The Impact of Hydrogen on a Stationary Gasoline-Based Engine through Multi-Response Optimization: A Desirability Function Approach

Abstract

Several studies have been conducted on alternatives to fossil fuels in internal combustion engines. In this work, we present an analysis of the optimization of a spark ignition engine (SIE), which operates with a mix of gasoline and hydrogen. Thus, this study tries to enrich the literature about the effect of using hydrogen in SIEs taking into account their performance and environmental issues. The experiments were conducted considering three independent variables: revolutions, the load produced by a dynamometer, and an electrolyte concentration (EC) to produce hydrogen. The effect of these factors was investigated on three response variables that are related to the performance of the engine: torque, hydrocarbon emissions (HC), and power.

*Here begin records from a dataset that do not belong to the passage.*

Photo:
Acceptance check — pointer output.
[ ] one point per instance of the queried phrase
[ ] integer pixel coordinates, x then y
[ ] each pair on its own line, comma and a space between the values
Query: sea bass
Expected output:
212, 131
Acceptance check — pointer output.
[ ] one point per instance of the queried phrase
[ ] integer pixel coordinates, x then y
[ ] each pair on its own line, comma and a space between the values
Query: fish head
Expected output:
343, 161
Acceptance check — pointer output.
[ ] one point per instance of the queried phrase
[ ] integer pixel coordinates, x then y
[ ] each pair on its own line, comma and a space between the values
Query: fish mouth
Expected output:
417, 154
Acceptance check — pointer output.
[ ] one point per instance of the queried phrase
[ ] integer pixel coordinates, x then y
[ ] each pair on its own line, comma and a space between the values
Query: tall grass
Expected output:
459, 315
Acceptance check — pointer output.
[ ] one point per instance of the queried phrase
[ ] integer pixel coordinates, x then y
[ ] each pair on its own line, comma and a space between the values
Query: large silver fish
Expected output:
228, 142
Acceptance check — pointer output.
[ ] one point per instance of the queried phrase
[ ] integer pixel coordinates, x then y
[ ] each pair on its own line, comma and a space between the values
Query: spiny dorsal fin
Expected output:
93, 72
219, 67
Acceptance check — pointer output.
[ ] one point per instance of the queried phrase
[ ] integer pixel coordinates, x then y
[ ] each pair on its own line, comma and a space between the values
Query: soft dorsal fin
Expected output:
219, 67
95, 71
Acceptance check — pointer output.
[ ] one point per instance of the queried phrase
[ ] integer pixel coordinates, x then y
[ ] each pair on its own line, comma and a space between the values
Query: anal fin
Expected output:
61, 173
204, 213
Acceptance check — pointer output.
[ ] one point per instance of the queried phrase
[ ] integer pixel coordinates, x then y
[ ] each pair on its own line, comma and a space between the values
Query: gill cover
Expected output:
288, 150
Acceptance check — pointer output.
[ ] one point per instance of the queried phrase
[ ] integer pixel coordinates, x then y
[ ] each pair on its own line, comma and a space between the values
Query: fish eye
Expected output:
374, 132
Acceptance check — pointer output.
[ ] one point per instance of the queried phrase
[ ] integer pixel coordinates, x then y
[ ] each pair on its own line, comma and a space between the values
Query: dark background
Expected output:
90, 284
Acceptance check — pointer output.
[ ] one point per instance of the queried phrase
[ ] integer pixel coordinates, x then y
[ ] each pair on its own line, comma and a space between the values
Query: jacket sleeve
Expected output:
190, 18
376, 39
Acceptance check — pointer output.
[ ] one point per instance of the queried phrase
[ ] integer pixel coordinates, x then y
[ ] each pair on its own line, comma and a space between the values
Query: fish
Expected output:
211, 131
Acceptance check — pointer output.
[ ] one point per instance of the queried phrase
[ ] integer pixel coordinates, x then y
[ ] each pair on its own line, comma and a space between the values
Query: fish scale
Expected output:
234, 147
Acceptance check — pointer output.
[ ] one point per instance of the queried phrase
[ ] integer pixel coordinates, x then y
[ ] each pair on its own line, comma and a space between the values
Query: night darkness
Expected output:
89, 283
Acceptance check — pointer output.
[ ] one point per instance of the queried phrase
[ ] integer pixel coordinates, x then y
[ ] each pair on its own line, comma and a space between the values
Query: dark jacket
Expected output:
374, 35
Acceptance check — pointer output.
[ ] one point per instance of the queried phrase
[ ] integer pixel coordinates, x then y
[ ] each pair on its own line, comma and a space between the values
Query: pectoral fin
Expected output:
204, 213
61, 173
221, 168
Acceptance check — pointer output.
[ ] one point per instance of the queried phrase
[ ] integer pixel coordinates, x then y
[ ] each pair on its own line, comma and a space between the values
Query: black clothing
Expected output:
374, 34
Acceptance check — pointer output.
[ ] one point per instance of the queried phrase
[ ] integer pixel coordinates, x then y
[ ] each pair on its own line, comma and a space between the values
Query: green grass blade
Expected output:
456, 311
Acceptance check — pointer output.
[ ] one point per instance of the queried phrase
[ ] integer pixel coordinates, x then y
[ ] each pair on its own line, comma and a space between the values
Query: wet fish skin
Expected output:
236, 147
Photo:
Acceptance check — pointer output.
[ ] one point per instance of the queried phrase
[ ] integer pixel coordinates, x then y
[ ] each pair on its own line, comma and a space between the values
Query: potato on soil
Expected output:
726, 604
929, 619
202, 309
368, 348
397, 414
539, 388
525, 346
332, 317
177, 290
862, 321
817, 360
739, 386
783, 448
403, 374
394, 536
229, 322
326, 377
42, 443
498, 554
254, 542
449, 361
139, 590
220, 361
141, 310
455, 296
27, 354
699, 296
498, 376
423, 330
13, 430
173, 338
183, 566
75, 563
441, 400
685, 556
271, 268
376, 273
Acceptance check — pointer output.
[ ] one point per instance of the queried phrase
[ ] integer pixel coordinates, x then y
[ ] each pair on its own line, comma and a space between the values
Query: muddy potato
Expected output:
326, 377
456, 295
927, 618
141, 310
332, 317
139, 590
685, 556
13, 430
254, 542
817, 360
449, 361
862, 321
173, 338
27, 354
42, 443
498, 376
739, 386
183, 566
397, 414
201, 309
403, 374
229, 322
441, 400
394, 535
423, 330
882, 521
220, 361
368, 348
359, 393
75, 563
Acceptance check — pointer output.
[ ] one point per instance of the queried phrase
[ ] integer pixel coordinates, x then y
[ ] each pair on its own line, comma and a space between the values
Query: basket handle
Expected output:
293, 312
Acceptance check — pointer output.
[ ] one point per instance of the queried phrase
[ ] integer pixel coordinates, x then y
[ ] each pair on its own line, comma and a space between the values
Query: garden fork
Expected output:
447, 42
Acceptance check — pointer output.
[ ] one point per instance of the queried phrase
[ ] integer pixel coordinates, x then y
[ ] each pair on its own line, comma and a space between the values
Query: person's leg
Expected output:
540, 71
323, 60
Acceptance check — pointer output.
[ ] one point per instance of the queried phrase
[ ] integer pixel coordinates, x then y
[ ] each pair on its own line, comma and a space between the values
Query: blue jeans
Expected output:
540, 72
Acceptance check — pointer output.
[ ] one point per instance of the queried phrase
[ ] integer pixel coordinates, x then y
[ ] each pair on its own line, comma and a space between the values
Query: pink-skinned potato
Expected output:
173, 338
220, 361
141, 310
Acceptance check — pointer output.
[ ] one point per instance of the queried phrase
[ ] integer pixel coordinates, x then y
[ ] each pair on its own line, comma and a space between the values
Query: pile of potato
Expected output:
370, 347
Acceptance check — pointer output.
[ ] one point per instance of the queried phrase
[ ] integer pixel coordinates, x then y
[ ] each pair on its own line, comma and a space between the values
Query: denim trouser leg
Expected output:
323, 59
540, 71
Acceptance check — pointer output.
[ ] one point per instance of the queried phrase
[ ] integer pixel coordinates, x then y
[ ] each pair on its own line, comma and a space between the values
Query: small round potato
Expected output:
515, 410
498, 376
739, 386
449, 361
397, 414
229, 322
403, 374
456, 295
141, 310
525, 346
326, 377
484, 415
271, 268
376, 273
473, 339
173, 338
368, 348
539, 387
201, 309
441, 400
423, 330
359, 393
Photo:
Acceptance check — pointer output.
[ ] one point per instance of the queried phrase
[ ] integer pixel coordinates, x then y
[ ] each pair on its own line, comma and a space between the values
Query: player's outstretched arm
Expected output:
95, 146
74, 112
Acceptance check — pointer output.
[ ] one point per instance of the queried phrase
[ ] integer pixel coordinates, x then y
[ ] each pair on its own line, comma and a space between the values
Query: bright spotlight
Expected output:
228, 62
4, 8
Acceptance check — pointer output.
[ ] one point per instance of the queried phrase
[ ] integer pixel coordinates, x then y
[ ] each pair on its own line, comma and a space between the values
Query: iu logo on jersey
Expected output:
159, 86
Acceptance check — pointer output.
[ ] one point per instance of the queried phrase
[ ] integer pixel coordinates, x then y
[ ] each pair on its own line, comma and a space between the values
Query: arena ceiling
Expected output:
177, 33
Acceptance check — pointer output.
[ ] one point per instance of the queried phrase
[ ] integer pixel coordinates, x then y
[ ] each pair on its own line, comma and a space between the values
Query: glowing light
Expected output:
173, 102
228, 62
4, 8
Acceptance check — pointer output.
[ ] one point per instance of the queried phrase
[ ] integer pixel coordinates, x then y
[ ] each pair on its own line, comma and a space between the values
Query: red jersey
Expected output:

To achieve this optimization, we employed the design of experiments, the seemingly unrelated regression (SUR), and the desirability function. Once the models were fitted by SUR, the individual desirabilities were calculated and later aggregated into an overall desirability (D), which was optimized using the generalized reduced gradient (GRG) method. The results showed that, with a revolution of 2400 revolutions per minute (RPM), a load of 10 liters per minute (LPM), and an EC of 80 mL/gal, a reduction of approximately 51% of HC emissions was achieved, while the other two response variables demonstrated good performance.